The invention relates generally to gas detectors, and, more particularly, to optical gas detectors.
Gas detectors are often used to detect a gas of interest under various conditions and in a variety of environments. For example, gas detectors may be used to monitor ambient air for the presence of flammable gases to protect firefighters or other emergency workers. Optical gas detectors are one type of gas detector that uses optical radiation to detect the presence and the concentration of a gas of interest. Specifically, optical radiation can cause gas molecules to oscillate. The oscillating molecules draw energy from the optical radiation and therefore absorb a portion of the optical radiation. The amount of radiation absorbed by the gas can be used to determine the presence and concentration of the gas of interest in the ambient air. Typically, an optical radiation source is used to emit optical radiation into a sample region containing a gaseous sample from the ambient air. A reduction of the intensity of the optical radiation due to the absorption of optical radiation by the gaseous sample is then detected at a detector positioned downstream from the sample region.
Early optical gas detectors typically include only a single radiation source and only a single detector. However, optical gas detectors that include only a single detector and only a single optical radiation source may only be able to provide reliable and unambiguous measurements under generally stable ambient conditions. Any change in the intensity of the optical radiation emitted by the optical radiation source, for example due to contaminants such as dust and/or a change in temperature and/or humidity, would appear to indicate the presence of the gas of interest. To overcome the measurement inaccuracies of early optical gas detectors, a second detector, referred to as a reference detector, may be used to carry out a parallel measurement of the radiation intensity at a different wavelength than the first detector, which is referred to as a measurement detector. The different wavelength is selected as a wavelength that will not be absorbed by the gas of interest, thereby providing a reference measurement that can be cross-calculated with the measurement of the measurement detector to provide a measure of the actual concentration of the gas of interest.
To further increase accuracy, a second, or reference radiation source may be used to provide four measurements instead of only two, sometimes referred to as “double-compensated” optical gas detectors. Specifically, the first, or measurement radiation source and the reference radiation source are arranged such that they emit radiation at different times or are modulated at two different frequencies. The optical radiation emitted from the measurement radiation source passes through the sample region, while the optical radiation emitted from the reference radiation source does not pass through the sample region. Accordingly, both detectors will receive an additional signal from the reference radiation source that is not affected by the gaseous sample.
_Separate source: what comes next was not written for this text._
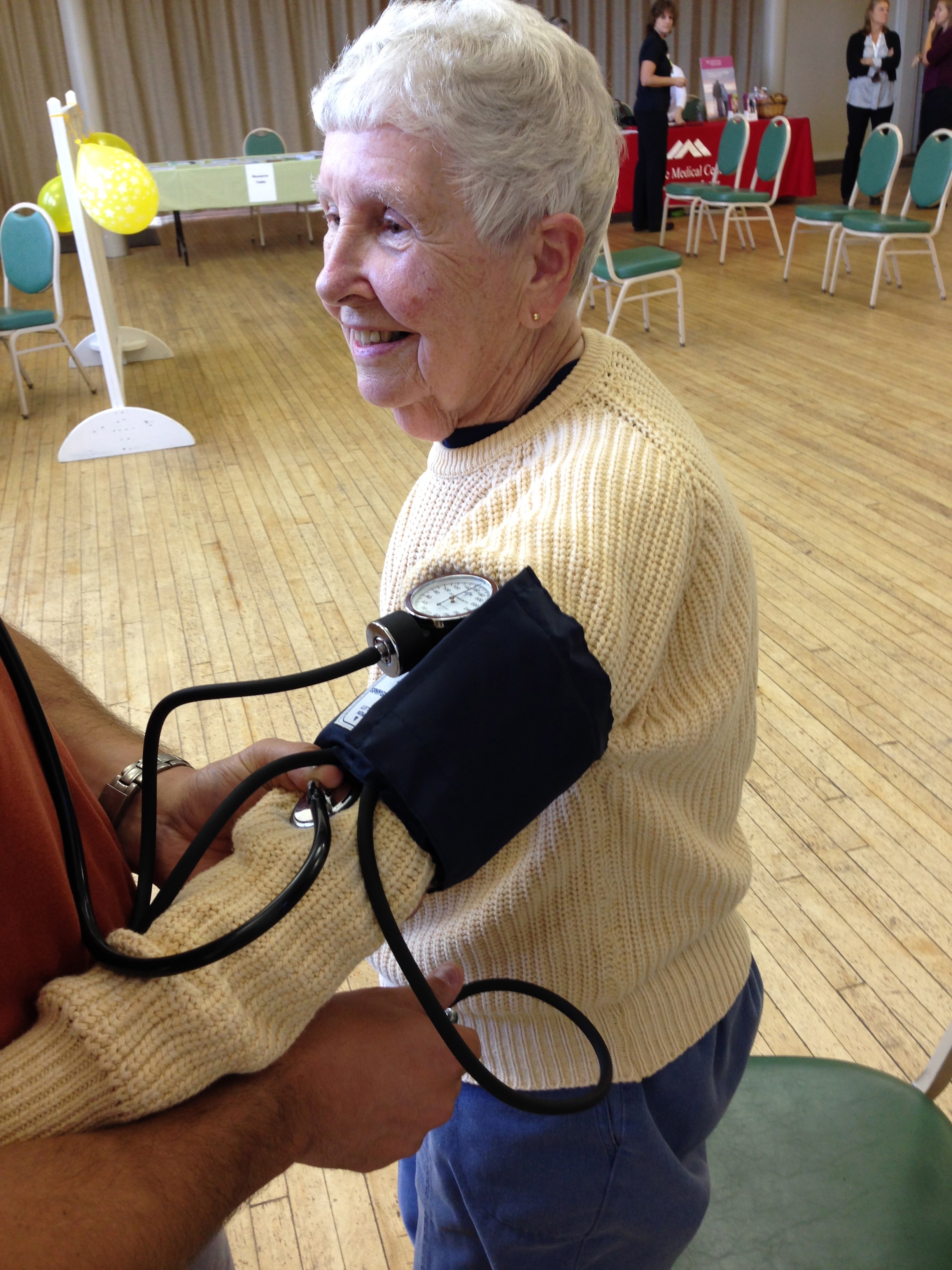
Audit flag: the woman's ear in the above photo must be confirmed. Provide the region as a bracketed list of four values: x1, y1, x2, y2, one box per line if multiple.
[520, 212, 585, 329]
The additional signals provided by the reference radiation source serve as a measure of the relative sensitivity of each detector under the prevailing ambient conditions.
At least some known double-compensated optical gas detectors include a beam splitter positioned to direct radiation emitted from each of the radiation sources to both of the detectors. Specifically, the beam splitter is positioned relative to the reference radiation source such that a portion of the optical radiation emitted from the reference radiation source travels through the beam splitter to one of the detectors and another portion of the optical radiation emitted from the reference radiation source is reflected by the beam splitter to the other detector. In contrast, the detector that receives reference radiation reflected from the beam splitter receives radiation emitted from the measurement radiation source that has traveled through the beam splitter, while the detector that receives reference radiation that has traveled through the beam splitter receives measurement radiation that has been reflected from the beam splitter. However, changes in ambient conditions, for example due to contaminants such as dust and/or a change in temperature and/or humidity, may cause the beam splitter ratio to change. This may be a result of a change in the index of refraction and/or a change in the ratio of reflective area to transmissive area of the splitter. In a known arrangement, where the reference radiation and the measurement radiation are reflected from opposite sides of the splitter and where the transmitted portion of each radiation stimulates opposite detectors (of the reference and measurement pair of detectors), any change in beam splitter ratio affects the detectors inversely, which may be indistinguishable from a change in concentration of the gas of interest.
There is a need for an optical gas detector that is less sensitive to changing ambient conditions.